Donnons un exemple de travailleur intermittent : l'artiste. Ce sont des artistes, par exemple, qui utilisent l'assurance chômage. Au lieu de l'utiliser pour couvrir le risque de non-emploi, ils l'utilisent comme financement de leur activité artistique. Donc, c'est un détournement du sens de l'assurance chômage. Au niveau micropolitique, tout le monde fait ça. C'est un détournement qui déplace les catégories emploi-chômage, des catégories juridiques dans le corps du travail, dans le corps de la sécurité sociale. Ces catégories sont déplacées parce qu'effectivement le chômage ne se traduit pas en moment d'inactivité (qui ne peut être finalisé/activé que dans la recherche d'emploi), mais comme moment d'activité artistique. Donc le passage du micro au macropolitique produit un changement dans la subjectivité des gens. C'est-à-dire qu'ils jouent avec les catégories qui sont données, les déplacent, créant un changement subjectif très important. Ces comportements sont très ambigus. Ça devient une question de comment on peux remanier pratiquement le code du travail et de la sécurité sociale.

Mais généralement la « réforme » veut dire que le cadre macropolitique est redéfini de façon telle qu'il va rétroagir sur le niveau micropolitique et va fermer des espaces. Et voilà comment le micro et la macropolitique continuent à agir ensemble. La « réforme » referme ces espaces de créativité artistiques qui s'étaient ouverts, institutionnalisant la gestion du temps. Le grand problème, évidemment, c'est la lutte politique sur le temps. Donc, effectivement, la plasticité du politique. On voit comment cette plasticité qui avait été créée parce qu'il y avait des conditions pour que ce monde soit relativement plastique, est bloquée maintenant, est rigidifiée à nouveau par des choix institutionnels macropolitiques.
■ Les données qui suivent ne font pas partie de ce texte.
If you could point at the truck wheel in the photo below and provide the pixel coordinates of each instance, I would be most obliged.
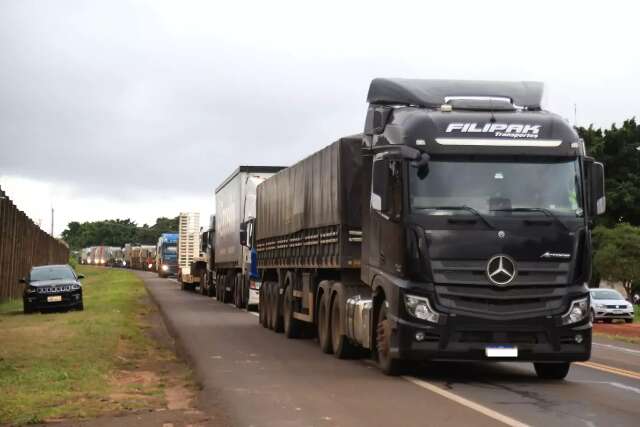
(269, 303)
(203, 289)
(552, 371)
(226, 295)
(219, 287)
(262, 309)
(342, 347)
(292, 326)
(276, 318)
(240, 291)
(386, 363)
(27, 309)
(324, 325)
(245, 291)
(209, 281)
BM: Le micro et macropolitique sont d'autant plus liés que la forme de pouvoir de la société de sécurité, tu le dis, n'est plus disciplinaire. Donc, ça peut prêter à confusion parce que quand on dit institution, on pense discipline, quand on dit société de sécurité, on pense surveillance, Big Brother. Mais en fait, tu décris comment la gestion macropolitique vise la prolifération de petites différences, de normalités différentielles. Et puis, il y a ce retour où les réponses de ces individualités, ces différentiels qui sont créés sont réappropriés par le système, qui se réforme autour des réponses. Tu dis que le mécanisme du pouvoir, ce n'est plus l'inclusion et l'exclusion, ce n'est plus la fermeture ou le rejet à l'extérieur. Est-ce que tu peux expliciter un peu plus les différences par rapport au pouvoir disciplinaire, et les façons dont ça continue quand même d'une certaine façon de fonctionner à l'intérieur, dans ta théorie du pouvoir ?
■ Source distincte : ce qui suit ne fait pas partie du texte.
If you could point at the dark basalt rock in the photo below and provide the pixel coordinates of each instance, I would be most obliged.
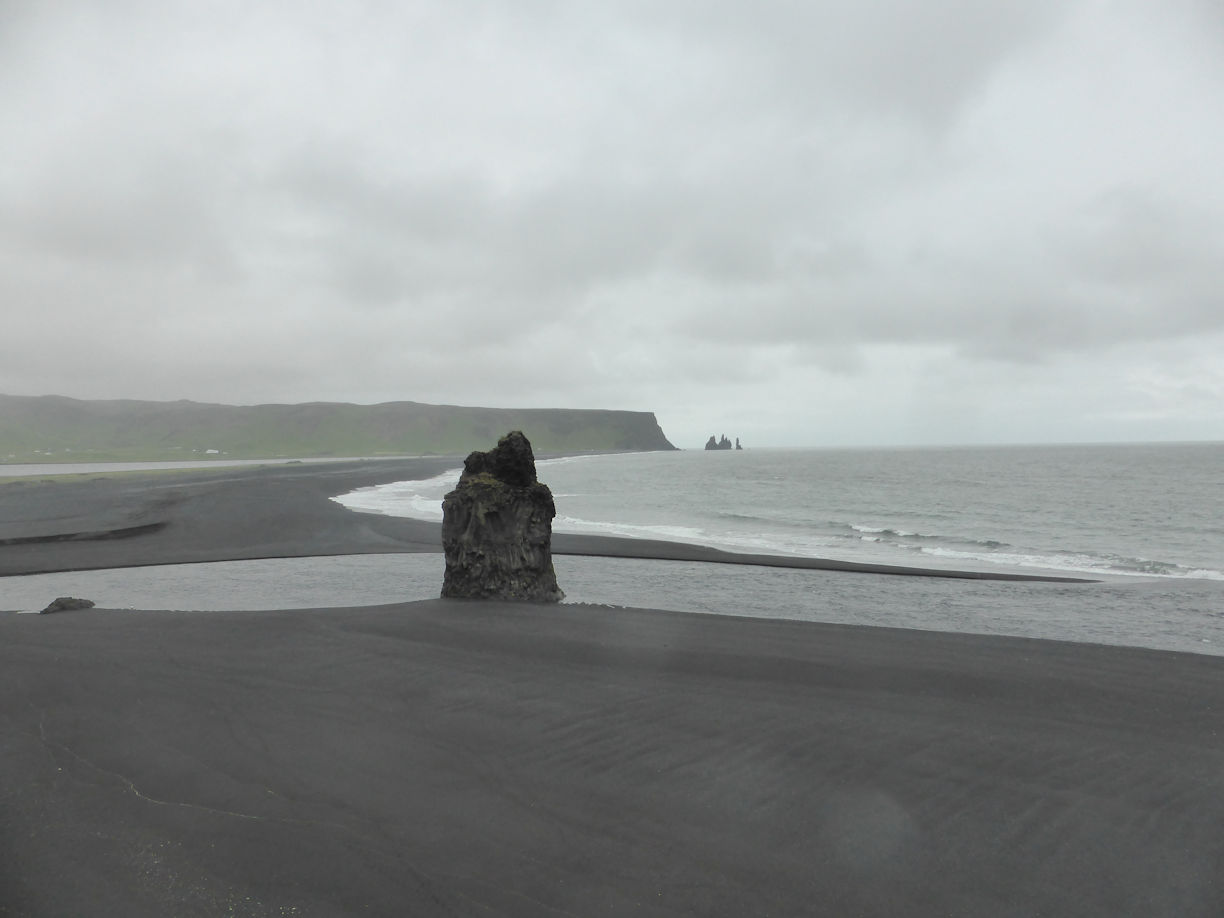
(66, 604)
(497, 528)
ML: J'ai appelé cette forme de gouvernementalité « gouvernement des inégalités » parce que le pouvoir joue sur la production presque infinie des différences, ou des inégalités plutôt que différences. Comment on produit ces différences ? On les produit de différentes façons.
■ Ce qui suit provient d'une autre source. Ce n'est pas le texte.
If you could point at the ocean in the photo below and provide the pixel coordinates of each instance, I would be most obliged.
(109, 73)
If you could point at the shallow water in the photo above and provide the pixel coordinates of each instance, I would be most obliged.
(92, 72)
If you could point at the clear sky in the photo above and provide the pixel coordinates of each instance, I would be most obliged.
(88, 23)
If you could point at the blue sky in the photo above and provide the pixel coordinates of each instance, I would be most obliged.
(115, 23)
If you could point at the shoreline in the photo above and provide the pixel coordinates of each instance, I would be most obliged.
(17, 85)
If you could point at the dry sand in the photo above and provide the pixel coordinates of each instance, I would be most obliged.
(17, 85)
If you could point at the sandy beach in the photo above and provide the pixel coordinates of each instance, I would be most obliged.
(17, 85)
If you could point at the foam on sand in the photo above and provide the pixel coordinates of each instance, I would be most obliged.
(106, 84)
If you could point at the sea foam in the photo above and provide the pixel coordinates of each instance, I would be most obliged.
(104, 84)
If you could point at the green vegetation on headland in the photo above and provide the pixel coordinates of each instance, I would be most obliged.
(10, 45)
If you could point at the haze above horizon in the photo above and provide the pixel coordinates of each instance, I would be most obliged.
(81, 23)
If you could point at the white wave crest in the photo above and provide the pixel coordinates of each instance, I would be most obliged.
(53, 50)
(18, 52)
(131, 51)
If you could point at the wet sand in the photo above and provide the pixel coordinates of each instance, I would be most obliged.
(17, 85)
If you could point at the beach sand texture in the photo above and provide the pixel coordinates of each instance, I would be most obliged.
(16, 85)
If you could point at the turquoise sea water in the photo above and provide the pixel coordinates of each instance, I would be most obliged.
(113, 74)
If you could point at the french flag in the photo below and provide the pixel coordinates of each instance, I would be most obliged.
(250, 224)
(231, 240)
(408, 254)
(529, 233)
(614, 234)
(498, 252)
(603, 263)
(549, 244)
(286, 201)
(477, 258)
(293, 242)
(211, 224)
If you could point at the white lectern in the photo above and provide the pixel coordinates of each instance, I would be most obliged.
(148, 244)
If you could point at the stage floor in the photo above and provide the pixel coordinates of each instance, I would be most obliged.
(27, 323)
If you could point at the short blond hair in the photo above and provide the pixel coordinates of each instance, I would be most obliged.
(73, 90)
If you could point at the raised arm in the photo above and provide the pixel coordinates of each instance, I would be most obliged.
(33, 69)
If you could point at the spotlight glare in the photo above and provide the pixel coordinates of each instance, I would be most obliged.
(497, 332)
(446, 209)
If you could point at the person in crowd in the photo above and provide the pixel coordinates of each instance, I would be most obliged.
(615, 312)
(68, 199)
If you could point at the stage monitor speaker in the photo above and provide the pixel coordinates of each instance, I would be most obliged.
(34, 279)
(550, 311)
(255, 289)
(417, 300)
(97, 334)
Autrefois, il y avait le salarié et le chômeur. Maintenant, on a le RMIste, le chômeur, l'intérimaire, le travailleur à temps partiel, le salarié, le salarié en CDD : il y a une multiplication des statuts, si on parle du marché du travail, qui est presque infinie, si tu veux. Là, le gouvernement a décidé de réduire de façon très importante l'aide à l'emploi, c'est-à-dire les emplois que tu pouvais mettre en place avec l'aide de l'État. Maintenant, avec la crise, ils les ont remis dedans, et ils vont construire une autre catégorie. Donc, ils vont continuer à multiplier les catégories et personne ne sera exclu, ou inclus : nous sommes tous dedans, dans ce spectrum de régulation. Quelquefois, le gouvernement diminue une catégorie pour remonter une autre selon les disponibilités, et selon leur projet, ou bien, selon la conflictualité qui se développe dans un secteur ou dans un autre. Mais ce spectrum là est vraiment très ouvert, et très disponible à la manipulation de l'administration. Donc, il n'y a pas de « dedans » et de « dehors » de façon tranchée comme on pourrait dire de la société disciplinaire. C'est le continuum des différences qui est modulable. La modulation, c'est le terme le plus adapté. À l'intérieur de ça, il y a la reproduction des techniques disciplinaires. Et ça, Foucault l'explique très bien et, il faut le reprendre. Le passage d'une société disciplinaire à une société de sécurité, ce n'est pas un remplacement. C'est qu'un système devient prédominant par rapport aux autres en même temps qu'il récupère les techniques des autres.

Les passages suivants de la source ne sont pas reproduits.